Since the goal of crossbreeding is to combine two, three, or four different breeds in order to achieve some necessary traits from each different breed, researchers measure crossbreeding’s achievement by quantifying hybrid vigor to get a feeling of what benefit there could possibly be by crossbreeding a herd. Conserving hybrid vigor is ideal when running a successful crossbreeding program. Hybrid vigor is best significantly addressed in the second and later generations where hybrid vigor tends to drop in percentages. Dairymen will usually select purebred sires for crossbreeding their already crossbred cow to maintain hybrid vigor. Another way in maintaining hybrid vigor is by using more than a combination of two breeds. Choosing between a two breed and three breed crossbreeding program can be evaluated by observing the amount of heterosis maintained from generation to generation. In a two breed crossbreeding program heterosis can drop off to 50% in the second generation cross and continue to stay between 50 and 70 percent all the way into later generations and finally leveling off at 67%.
A system of 4 breed’s results in a high heterosis on average, but the amount of breeds will eventually cause the cross to be diluted of desirable traits achieved from each breed (Pro Cross, 2009). According to Creative Genetics, of California, a three way cross is optimal when deciding on how many breeds to use when crossbreeding. The combination of three breeds provides for maintained heterosis in the second generation, and continuing to stabilize at around 285% (Pro Cross, 2009). A three way crossbreeding could prove to be the best option if heterosis does not drop off as much as anticipated, and the result of less dilution of breed traits when equated to a four breed crossbreeding program. Along with breed combinations, selecting the best bulls is the fundamental to a positive crossbreeding program.

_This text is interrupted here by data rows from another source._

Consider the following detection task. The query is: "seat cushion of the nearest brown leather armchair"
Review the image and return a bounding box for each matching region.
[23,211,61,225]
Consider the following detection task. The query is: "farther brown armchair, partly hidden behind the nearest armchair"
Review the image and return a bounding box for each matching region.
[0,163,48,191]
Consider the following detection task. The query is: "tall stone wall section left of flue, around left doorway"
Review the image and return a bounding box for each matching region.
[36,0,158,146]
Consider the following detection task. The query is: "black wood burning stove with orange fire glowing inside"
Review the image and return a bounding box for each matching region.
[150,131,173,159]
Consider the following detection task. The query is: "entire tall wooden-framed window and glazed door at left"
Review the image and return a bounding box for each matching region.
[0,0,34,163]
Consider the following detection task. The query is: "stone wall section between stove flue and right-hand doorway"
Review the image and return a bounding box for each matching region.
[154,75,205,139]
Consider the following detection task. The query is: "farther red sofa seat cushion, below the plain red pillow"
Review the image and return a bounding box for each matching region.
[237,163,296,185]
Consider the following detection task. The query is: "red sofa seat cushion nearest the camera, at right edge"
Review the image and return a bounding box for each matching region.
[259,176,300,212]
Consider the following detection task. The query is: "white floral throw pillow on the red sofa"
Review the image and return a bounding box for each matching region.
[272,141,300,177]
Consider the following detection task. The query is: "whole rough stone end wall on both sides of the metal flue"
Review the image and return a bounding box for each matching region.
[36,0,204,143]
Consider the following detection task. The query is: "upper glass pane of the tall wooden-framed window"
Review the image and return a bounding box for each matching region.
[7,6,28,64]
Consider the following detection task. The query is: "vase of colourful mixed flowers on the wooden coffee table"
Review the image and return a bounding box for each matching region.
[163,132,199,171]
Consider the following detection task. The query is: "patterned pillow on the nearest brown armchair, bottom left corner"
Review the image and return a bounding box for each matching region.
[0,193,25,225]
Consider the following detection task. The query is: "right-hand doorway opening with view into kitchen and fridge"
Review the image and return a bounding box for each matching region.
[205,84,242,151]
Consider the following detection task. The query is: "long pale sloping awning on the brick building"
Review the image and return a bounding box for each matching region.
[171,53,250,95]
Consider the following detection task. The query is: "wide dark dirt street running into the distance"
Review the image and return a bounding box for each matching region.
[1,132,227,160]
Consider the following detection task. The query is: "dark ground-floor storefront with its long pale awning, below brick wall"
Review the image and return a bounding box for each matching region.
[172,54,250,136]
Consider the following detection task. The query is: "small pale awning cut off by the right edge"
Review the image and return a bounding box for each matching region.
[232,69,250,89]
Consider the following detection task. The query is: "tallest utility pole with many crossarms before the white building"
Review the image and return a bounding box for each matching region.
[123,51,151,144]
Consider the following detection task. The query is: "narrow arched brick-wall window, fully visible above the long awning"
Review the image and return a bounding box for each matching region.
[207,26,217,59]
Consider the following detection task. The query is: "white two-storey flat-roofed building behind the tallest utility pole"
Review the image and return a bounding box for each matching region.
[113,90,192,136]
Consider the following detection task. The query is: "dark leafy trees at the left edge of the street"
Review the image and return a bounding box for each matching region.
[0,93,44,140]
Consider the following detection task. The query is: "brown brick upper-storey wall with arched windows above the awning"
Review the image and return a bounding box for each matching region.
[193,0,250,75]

Selecting bulls for their feet and legs, udders, or other traits that are lacking in the dam that will be bred are ideal for maintaining hybrid vigor. A crossbreed program capitalizes on traits that can be improved through heterosis by selecting proven breeds and targeting their strengths in order to improve a herd’s profitability.

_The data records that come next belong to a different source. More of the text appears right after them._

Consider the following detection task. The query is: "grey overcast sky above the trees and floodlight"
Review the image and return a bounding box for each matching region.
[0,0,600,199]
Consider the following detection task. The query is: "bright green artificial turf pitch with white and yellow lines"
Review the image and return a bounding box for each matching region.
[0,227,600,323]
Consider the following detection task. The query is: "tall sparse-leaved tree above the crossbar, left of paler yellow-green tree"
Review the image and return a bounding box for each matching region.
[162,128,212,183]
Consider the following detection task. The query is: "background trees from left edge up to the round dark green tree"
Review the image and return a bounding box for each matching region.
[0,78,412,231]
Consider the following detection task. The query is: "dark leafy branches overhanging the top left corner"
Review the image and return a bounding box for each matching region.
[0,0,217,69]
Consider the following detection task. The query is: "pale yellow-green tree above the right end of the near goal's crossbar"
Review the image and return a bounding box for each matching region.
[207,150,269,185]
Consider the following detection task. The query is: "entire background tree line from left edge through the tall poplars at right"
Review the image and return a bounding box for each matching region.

Heterosis is attributed to intra and inter loci allelic interactions (Lopez- Villalobos et al, 2000) and is greater for breeds which are genetically diverse (Cassell, 2007). In production traits heterosis ranges from 0-10% and 5-25% for fertility traits (Buckley, 2014 and Swan, 1992). Greatest heterosis in the present day was observed for Holstein- Jersey F1 cow. This is not surprising because the breeds are genetically diverse (Sorensen et al, 2008). Presently, heterosis for Holstein-Friesian F1 is least because the breeds are genetically very similar (Sorensen et al, 2008).
The heterosis estimates for milk yield (5.5%) and the milk solids (6.4%) in Holstein-Jersey F1 cows was found to be larger than estimates of 3.7% and 5.8% for milk yield and milk solid in Holstein-Friesian F1 cow respectively (Prendiville et al, 2011) in a small controlled study carried out in Iceland. Crossbreeding is a tool used to reverse a decline in reproductive performance occurred due to “Holstenisation” (Buckley et al, 2014). Heterosis obtained by Coffey et al, 2016 was less than heterosis estimates obtained by Sorensen (2008) and Buckley (2014). Coffey et al (2016) observed a short calving interval of Holstein- Jersey which is consistent with the study by Penasa et al (2010).

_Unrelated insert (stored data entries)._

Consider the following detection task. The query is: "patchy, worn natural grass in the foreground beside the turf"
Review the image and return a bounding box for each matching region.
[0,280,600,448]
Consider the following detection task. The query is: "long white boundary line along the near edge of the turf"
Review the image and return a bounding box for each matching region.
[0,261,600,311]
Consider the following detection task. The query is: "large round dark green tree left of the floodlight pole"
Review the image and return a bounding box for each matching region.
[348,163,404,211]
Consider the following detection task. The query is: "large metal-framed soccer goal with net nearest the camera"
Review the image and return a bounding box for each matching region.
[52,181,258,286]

Prendiville et al (2009) reported that for herbage intakes, the pure Holstein cow had an intake of 16.9kg of Dry Matter per cow per day and the Holstein and Jersey crossbred cow had an intake of 16.2kg of Dry Matter per cow per day. The Holstein Friesian had a lower intake of Dry Matter per 100kg however, 3.39kg of Dry Matter compared to 3.63kg of Dry Matter for the Holstein and Jersey cow (Vance et al., 2012).